President Donald Trump listens during a meeting with steel and...

President Donald Trump listens during a meeting with steel and aluminum executives in the Cabinet Room of the White House in Washington, D.C., on March 1, 2018. Credit: Bloomberg / T.J. Kirkpatrick

President Donald Trump is following through on a populistic promise. Administration tariffs on foreign steel and aluminum are expected to finally face a real-life road test.

For the moment, predictions of costly gloom from some economic worthies — even some within Trump’s inner circle — are offset by positive excitement elsewhere.

Obviously producers such as Nucor and U.S. Steel Corp. expect to benefit, having lobbied hard for help against undercutting from the likes of Russia, South Korea and China.

Prices on the domestic product should spike and are already reported to be rising in anticipation. More sales are expected to mean more blue-collar jobs in the sector.

“This welcome action is long overdue for shuttered steel plants across Ohio and steelworkers who live in fear that their jobs will be the next victims of Chinese cheating,” said Sen.
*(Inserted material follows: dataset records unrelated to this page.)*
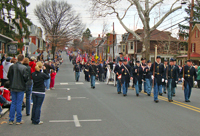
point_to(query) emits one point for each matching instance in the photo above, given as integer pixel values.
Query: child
(53, 76)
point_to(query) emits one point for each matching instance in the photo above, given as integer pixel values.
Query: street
(74, 109)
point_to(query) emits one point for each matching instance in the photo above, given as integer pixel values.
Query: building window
(197, 33)
(193, 49)
(132, 46)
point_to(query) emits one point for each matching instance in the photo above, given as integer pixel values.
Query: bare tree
(102, 8)
(60, 22)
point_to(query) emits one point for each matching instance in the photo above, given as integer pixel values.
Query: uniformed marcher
(77, 71)
(137, 77)
(143, 65)
(177, 70)
(93, 73)
(148, 78)
(159, 78)
(171, 79)
(164, 84)
(189, 73)
(118, 72)
(86, 71)
(126, 75)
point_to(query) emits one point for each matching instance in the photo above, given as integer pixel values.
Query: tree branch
(164, 17)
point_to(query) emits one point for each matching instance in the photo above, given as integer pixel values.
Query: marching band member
(138, 77)
(158, 77)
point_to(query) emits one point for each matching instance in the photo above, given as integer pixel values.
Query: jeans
(47, 83)
(170, 89)
(77, 75)
(93, 81)
(37, 104)
(118, 86)
(156, 90)
(16, 105)
(28, 99)
(187, 92)
(137, 88)
(148, 85)
(125, 87)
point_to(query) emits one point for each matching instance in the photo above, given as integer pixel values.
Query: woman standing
(38, 92)
(28, 87)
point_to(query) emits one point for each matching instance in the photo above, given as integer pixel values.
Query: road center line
(76, 121)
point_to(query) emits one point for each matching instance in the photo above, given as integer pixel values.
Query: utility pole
(113, 41)
(190, 31)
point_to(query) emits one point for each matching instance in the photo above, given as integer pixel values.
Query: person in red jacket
(53, 76)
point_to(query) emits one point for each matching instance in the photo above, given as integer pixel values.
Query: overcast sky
(96, 25)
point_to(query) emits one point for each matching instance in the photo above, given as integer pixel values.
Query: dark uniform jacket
(147, 72)
(76, 68)
(93, 70)
(189, 73)
(137, 74)
(159, 72)
(126, 74)
(172, 74)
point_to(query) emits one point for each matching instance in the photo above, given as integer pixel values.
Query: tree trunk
(146, 45)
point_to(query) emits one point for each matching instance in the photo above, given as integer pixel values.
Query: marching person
(126, 75)
(143, 65)
(38, 92)
(148, 78)
(158, 77)
(188, 73)
(77, 71)
(171, 79)
(137, 77)
(165, 70)
(86, 71)
(177, 70)
(18, 77)
(118, 73)
(93, 73)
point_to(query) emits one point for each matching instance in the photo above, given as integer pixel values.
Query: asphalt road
(77, 110)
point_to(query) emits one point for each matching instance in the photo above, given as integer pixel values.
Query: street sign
(12, 48)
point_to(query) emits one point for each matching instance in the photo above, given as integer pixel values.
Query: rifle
(183, 61)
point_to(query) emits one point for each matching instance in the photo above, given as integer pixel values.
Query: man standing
(18, 77)
(177, 70)
(77, 71)
(171, 79)
(93, 73)
(6, 65)
(126, 74)
(158, 79)
(138, 77)
(165, 71)
(148, 78)
(118, 72)
(188, 73)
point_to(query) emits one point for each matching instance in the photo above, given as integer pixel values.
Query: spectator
(6, 65)
(38, 92)
(198, 77)
(53, 76)
(48, 68)
(28, 87)
(18, 77)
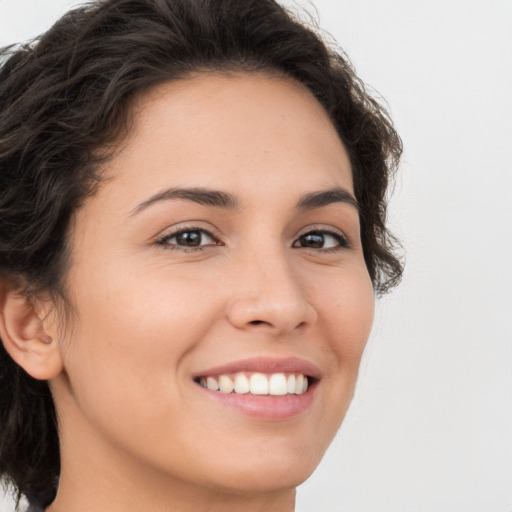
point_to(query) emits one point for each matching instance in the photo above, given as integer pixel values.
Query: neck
(96, 475)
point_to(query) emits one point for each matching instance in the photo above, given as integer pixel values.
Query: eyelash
(164, 240)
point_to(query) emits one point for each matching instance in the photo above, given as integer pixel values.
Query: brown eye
(188, 238)
(321, 240)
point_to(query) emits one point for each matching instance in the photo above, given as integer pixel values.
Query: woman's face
(222, 247)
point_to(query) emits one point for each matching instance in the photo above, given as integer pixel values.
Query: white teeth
(212, 384)
(277, 384)
(225, 384)
(242, 384)
(299, 383)
(290, 384)
(259, 384)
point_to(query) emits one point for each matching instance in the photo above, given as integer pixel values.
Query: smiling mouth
(243, 383)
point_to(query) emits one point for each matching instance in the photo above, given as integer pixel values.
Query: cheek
(346, 303)
(132, 333)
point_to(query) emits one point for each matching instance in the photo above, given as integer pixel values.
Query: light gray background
(430, 429)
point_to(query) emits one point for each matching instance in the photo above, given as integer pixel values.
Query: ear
(22, 330)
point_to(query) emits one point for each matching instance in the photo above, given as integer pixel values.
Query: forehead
(238, 130)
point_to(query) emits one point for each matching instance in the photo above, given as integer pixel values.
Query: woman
(192, 233)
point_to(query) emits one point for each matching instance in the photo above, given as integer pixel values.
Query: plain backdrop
(430, 428)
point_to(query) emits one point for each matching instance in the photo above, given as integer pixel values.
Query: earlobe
(22, 331)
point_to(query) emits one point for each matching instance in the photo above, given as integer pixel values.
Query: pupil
(189, 238)
(315, 240)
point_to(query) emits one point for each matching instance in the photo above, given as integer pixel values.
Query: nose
(268, 295)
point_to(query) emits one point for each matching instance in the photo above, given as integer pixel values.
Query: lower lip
(266, 407)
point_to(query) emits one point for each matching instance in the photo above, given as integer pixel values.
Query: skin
(134, 425)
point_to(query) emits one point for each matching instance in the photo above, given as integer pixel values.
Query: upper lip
(264, 365)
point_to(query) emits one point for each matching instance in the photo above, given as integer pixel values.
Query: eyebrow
(326, 197)
(202, 196)
(219, 199)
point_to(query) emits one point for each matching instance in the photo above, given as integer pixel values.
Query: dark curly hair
(65, 100)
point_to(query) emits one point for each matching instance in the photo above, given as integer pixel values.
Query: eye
(191, 238)
(318, 239)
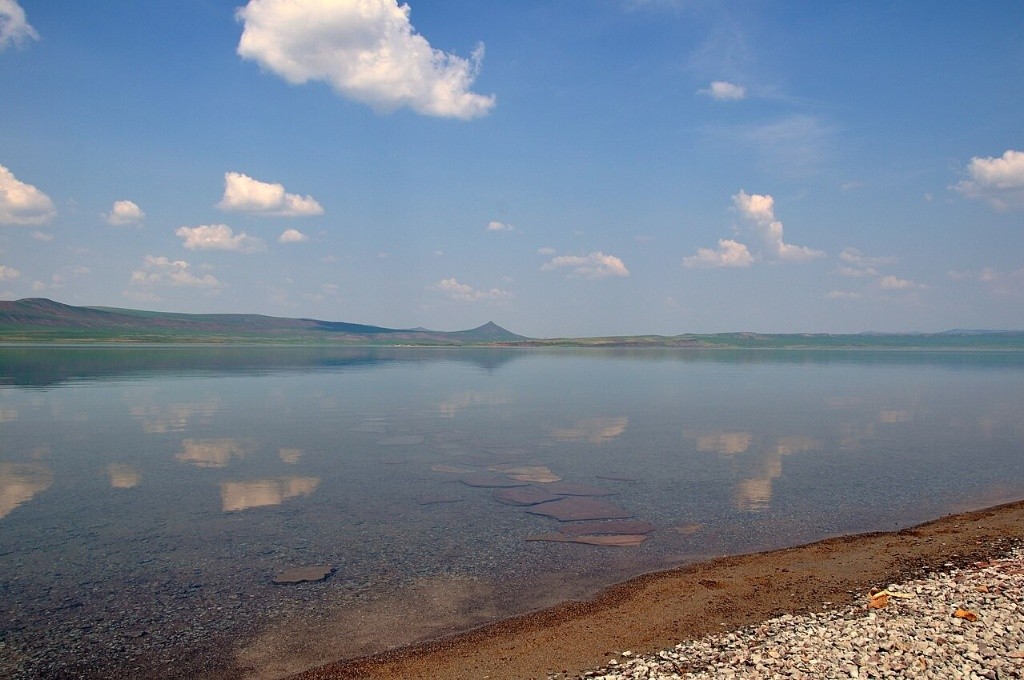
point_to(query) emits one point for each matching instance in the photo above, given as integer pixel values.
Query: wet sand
(657, 610)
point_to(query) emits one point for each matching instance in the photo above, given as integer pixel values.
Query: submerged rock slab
(568, 489)
(304, 574)
(436, 499)
(492, 481)
(615, 540)
(534, 473)
(580, 508)
(402, 440)
(524, 496)
(611, 526)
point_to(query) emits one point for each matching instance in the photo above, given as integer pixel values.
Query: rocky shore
(955, 624)
(948, 604)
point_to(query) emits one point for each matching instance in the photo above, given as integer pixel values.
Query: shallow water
(148, 496)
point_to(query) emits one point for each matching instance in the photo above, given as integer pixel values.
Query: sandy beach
(657, 610)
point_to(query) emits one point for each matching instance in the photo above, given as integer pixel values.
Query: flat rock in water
(402, 440)
(304, 574)
(535, 473)
(617, 540)
(567, 489)
(434, 500)
(492, 481)
(611, 526)
(576, 509)
(452, 469)
(617, 477)
(524, 496)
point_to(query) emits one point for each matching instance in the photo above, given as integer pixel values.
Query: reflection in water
(290, 456)
(726, 443)
(258, 493)
(122, 475)
(19, 482)
(594, 430)
(210, 453)
(461, 400)
(761, 467)
(172, 418)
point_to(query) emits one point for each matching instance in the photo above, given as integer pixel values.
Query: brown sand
(657, 610)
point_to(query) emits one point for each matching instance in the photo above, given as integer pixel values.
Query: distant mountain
(40, 319)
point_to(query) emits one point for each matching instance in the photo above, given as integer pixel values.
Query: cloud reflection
(594, 430)
(237, 496)
(210, 453)
(123, 475)
(19, 482)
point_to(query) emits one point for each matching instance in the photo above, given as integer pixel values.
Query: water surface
(148, 496)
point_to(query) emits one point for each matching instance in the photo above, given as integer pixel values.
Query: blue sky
(584, 167)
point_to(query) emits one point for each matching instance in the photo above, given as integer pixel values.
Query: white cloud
(367, 51)
(124, 212)
(466, 293)
(725, 91)
(163, 271)
(760, 212)
(14, 29)
(843, 295)
(8, 273)
(892, 283)
(243, 194)
(593, 265)
(218, 237)
(292, 236)
(729, 254)
(998, 180)
(23, 204)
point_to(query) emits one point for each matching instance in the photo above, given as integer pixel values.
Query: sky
(570, 168)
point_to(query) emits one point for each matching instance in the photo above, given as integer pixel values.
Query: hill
(40, 320)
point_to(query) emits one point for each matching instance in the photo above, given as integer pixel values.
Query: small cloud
(593, 265)
(368, 51)
(292, 236)
(218, 237)
(8, 273)
(760, 211)
(164, 271)
(721, 90)
(243, 194)
(891, 283)
(997, 180)
(123, 213)
(729, 254)
(14, 28)
(466, 293)
(22, 203)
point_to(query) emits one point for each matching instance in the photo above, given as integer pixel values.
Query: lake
(151, 496)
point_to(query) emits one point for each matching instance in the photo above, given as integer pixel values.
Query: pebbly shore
(957, 623)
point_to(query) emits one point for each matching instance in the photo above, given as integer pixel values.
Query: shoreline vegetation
(658, 610)
(39, 321)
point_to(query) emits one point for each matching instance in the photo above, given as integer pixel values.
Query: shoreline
(657, 610)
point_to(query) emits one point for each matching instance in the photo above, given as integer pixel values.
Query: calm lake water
(150, 496)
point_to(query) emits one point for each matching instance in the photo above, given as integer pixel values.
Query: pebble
(912, 637)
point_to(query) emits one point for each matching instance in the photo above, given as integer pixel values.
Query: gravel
(952, 624)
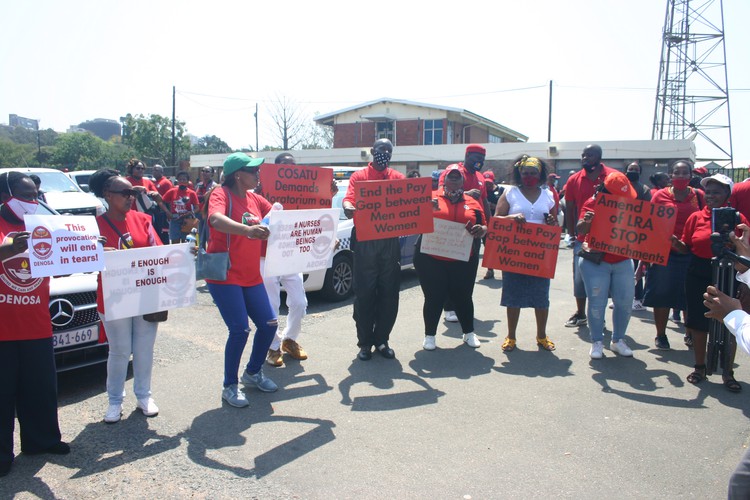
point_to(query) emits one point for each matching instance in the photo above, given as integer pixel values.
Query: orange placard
(296, 186)
(521, 248)
(635, 229)
(390, 208)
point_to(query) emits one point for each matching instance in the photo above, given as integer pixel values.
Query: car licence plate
(75, 337)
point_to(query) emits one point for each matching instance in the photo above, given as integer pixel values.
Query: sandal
(698, 375)
(545, 343)
(730, 383)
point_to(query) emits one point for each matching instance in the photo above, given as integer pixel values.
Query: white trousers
(296, 302)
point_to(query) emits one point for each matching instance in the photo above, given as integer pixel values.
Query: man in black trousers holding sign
(376, 265)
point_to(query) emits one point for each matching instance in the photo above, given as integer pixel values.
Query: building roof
(327, 119)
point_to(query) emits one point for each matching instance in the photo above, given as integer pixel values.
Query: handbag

Sherrod Brown (D-Ohio).

“If we fail to stand up for steel jobs today, China will come after other jobs up and down the supply chain tomorrow.”

The counter-argument has been that making imported metals more expensive will drive up consumer costs.

Toyota promptly announced last week that the move will “substantially raise costs and therefore prices of cars and trucks sold in America.”

Arguments over tariffs range wide.

Some players like to hark back to the negative impact of the 1930 Smoot-Hawley tariff law — just as some war hawks relate any negotiation with a hostile power to British Prime Minister Neville Chamberlain’s attempt to appease Nazi Germany.

Smoot-Hawley exacerbated the Great Depression. Other nations imposed stiff tariffs in return, hurting U.S. exports.

But during the presidential campaign in 2016, Trump’s trade adviser Peter Navarro was asked by CNN if the GOP candidate’s proposed barriers wouldn’t repeat that.

“There are no similarities at all,” Navarro was then quoted as saying. Smoot-Hawley was a “protectionist” move, but Trump’s tariffs would be “defensive” because trade has been tilted against the United States for decades.

Some who disagree with Trump on the issue point to President Barack Obama’s 2009 tariffs on Chinese companies to protect American companies. Critics argue that while tire-plant jobs were shielded, a loss of retail jobs followed as the cost of the imports rose, cutting sales to consumers.

Fear of an international “trade war” was blamed for suppressing stock market prices late last week.

But Trump argued in one of his Twitter pronouncements:

“When a country (USA) is losing many billions of dollars on trade with virtually every country it does business with, trade wars are good, and easy to win.

“Example, when we are down $100 billion with a certain country and they get cute, don’t trade anymore-we win big. It’s easy!”

That, of course, will depend on how effectively other nations may retaliate. It looks like we are destined to find out.